Mit der Idee von Kai Gildhorn und Katharina Frosch war schnell eine Plattform erstellt, auf der jedes Mitglied einen Baum, Strauch oder auch ein Kräuterpflänzchen markieren kann. Einfach und schnell lässt sich sogar per App Obst in nächster Umgebung finden. Das stößt auf Anklang. Die Zahl der auf der Seite registrierten Apfelbäume ist seit 2015 von 92 auf 458 gestiegen. Auch Nussbäume stehen bei den Eintragenden hoch im Kurs: Von 70 kletterte ihre Anzahl auf knapp 3000.

Die Initiative bringt Nachbarschaften zusammen und initiiert individuelle Formen der Bürgerbeteiligung. Sie hat Gründerauszeichnungen und den Nachhaltigkeitspreis der Bundesregierung gewonnen sowie eine zunehmende Zahl an Mitgliedern, die sogenannten Mundräuber. Die Plattform zählt mittlerweile rund 64.000 Mitglieder in Deutschland, Österreich und der Schweiz, die alle dabei helfen, dass Nahrungsressourcen genutzt werden.

Heute ist mundraub.org die größte Online-Plattform für die Entdeckung und Nutzung essbarer Landschaft weltweit. Sie will ein neues Bewusstsein schaffen. Die Gründer möchten zeigen, welche Nahrungsressourcen das Land besitzt – auch in der Großstadt. „Es gibt so viele Straßenbäume mit Obst. Unser Ziel ist, dass Leute die Augen aufmachen und ihre Umwelt wahrnehmen.
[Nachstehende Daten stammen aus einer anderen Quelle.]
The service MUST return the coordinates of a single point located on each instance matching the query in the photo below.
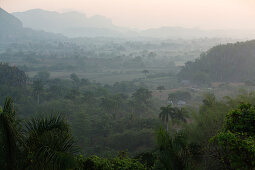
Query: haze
(206, 14)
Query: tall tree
(9, 135)
(38, 89)
(171, 113)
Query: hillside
(12, 30)
(72, 24)
(223, 63)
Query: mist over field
(147, 84)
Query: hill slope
(72, 24)
(230, 62)
(12, 30)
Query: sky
(143, 14)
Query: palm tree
(145, 72)
(160, 88)
(174, 151)
(51, 145)
(173, 113)
(46, 142)
(9, 133)
(37, 89)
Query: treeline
(220, 136)
(105, 118)
(223, 63)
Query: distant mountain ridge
(72, 24)
(222, 63)
(12, 30)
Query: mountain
(72, 24)
(222, 63)
(12, 30)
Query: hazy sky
(208, 14)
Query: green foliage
(179, 95)
(236, 143)
(230, 62)
(12, 76)
(174, 152)
(96, 163)
(9, 136)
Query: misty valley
(78, 92)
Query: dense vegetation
(223, 63)
(60, 117)
(121, 128)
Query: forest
(131, 103)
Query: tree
(9, 136)
(12, 76)
(160, 88)
(145, 72)
(235, 143)
(174, 152)
(38, 89)
(51, 145)
(76, 80)
(42, 76)
(172, 113)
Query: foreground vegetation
(64, 124)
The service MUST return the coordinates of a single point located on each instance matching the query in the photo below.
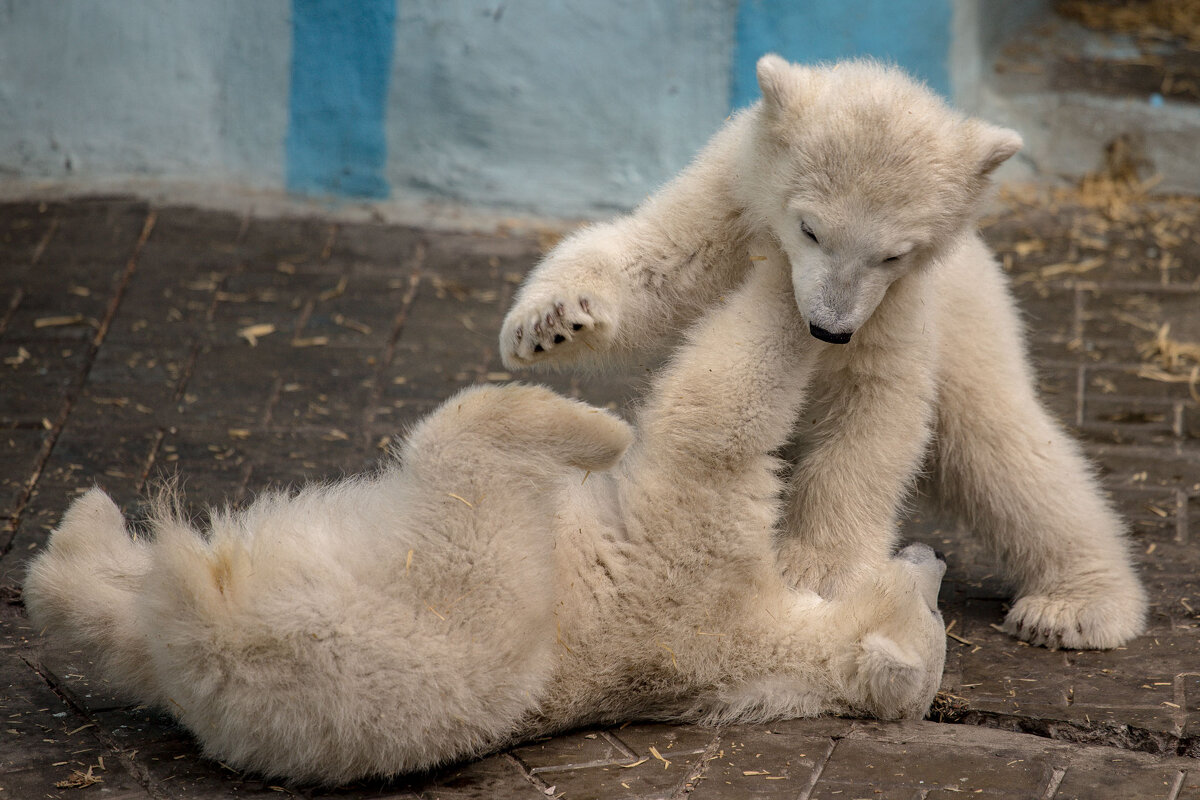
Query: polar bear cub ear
(783, 84)
(993, 145)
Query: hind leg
(1020, 480)
(84, 590)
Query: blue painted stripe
(912, 34)
(341, 61)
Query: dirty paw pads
(563, 324)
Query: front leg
(618, 289)
(862, 441)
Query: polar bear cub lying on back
(869, 187)
(479, 590)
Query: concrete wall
(160, 88)
(561, 107)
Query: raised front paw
(1079, 621)
(555, 328)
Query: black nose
(826, 336)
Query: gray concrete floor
(243, 352)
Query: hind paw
(1083, 621)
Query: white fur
(935, 373)
(485, 588)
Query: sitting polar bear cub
(485, 589)
(870, 187)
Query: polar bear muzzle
(829, 336)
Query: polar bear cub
(485, 588)
(869, 187)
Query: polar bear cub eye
(808, 232)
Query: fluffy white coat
(486, 588)
(869, 186)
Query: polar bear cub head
(863, 175)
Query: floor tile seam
(1098, 733)
(131, 764)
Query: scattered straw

Denn wenn diese Quellen nicht genutzt werden, geht etwas Ursprüngliches in Deutschland verloren“, sagt der Ehrenamtliche Mirco Meyer.
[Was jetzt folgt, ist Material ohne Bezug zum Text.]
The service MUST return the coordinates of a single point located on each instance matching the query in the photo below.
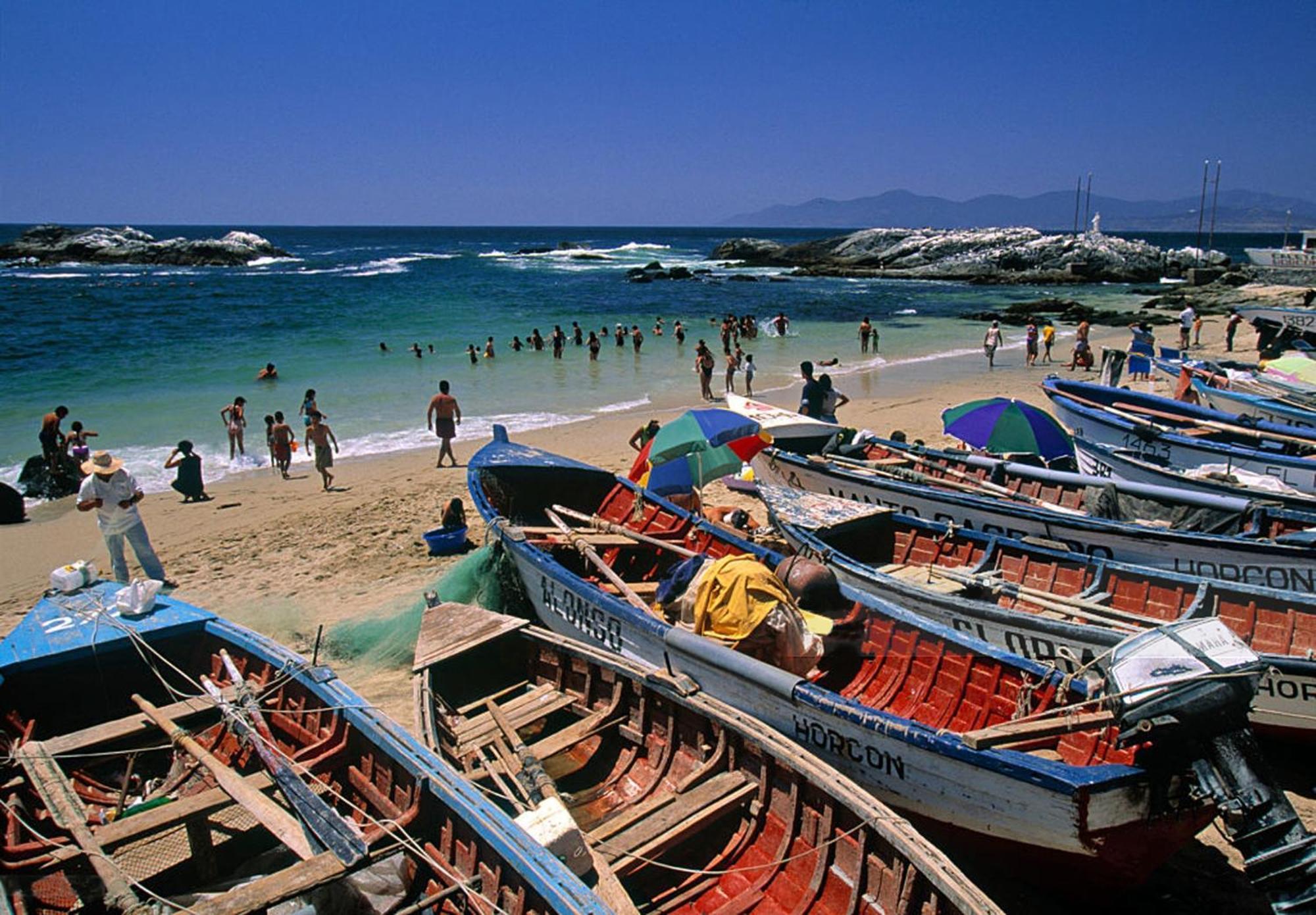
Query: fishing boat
(690, 805)
(911, 712)
(174, 760)
(1185, 435)
(1055, 606)
(790, 430)
(1132, 466)
(1242, 541)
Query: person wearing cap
(114, 495)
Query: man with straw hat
(114, 493)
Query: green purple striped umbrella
(1002, 425)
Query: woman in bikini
(235, 418)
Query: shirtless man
(53, 439)
(320, 433)
(444, 416)
(281, 438)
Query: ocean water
(149, 355)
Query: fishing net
(486, 576)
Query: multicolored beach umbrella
(1002, 425)
(696, 449)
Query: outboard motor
(1188, 687)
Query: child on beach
(320, 433)
(189, 480)
(282, 441)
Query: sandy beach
(285, 558)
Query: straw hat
(103, 462)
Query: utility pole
(1088, 204)
(1215, 199)
(1078, 196)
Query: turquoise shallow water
(148, 355)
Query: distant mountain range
(1238, 210)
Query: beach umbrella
(1005, 425)
(698, 447)
(1293, 368)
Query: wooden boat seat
(531, 706)
(648, 829)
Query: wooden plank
(61, 800)
(1036, 729)
(130, 726)
(452, 629)
(266, 892)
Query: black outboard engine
(1188, 688)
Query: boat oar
(595, 560)
(613, 528)
(278, 821)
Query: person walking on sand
(444, 416)
(235, 420)
(53, 441)
(865, 333)
(284, 437)
(189, 482)
(113, 493)
(320, 433)
(990, 342)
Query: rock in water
(11, 507)
(53, 245)
(1009, 255)
(38, 480)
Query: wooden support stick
(593, 556)
(272, 816)
(63, 803)
(613, 528)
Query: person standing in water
(444, 416)
(320, 433)
(235, 421)
(992, 339)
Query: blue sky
(592, 113)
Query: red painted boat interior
(364, 784)
(897, 668)
(657, 785)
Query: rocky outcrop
(984, 255)
(53, 245)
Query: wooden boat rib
(694, 806)
(1044, 604)
(114, 803)
(894, 714)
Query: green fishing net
(486, 578)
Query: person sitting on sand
(77, 442)
(235, 421)
(644, 434)
(284, 438)
(320, 433)
(189, 480)
(455, 516)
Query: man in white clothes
(1186, 317)
(114, 493)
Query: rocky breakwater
(977, 255)
(55, 245)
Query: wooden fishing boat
(905, 713)
(1131, 466)
(1259, 545)
(692, 805)
(1184, 434)
(185, 762)
(1053, 606)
Wer mitmacht, soll nur wirklich verlässliche Stellen eintragen

„Wir beobachten besonders in Großstädten ein hohes Interesse an öffentlichen Obstschätzen“, sagt Gründer Gildhorn. Dabei sei es jedem erlaubt, die Früchte im öffentlichen Raum zu verwerten.

Während die Beliebtheit und die Mitgliederzahlen steigen, möchte die Mundräuber-Community falsche Einträge vermeiden. Sie appelliert deshalb, lieber wenige, dafür aber zuverlässige Stellen zu markieren, anstatt einer Vielzahl beliebiger Einträge, die nicht regelkonform seien. Man solle sichergehen, dass ein Eintrag keine Eigentumsrechte verletzt. Auch zur Pflege von Bäumen und Natur wird auf mundraub.org aufgerufen.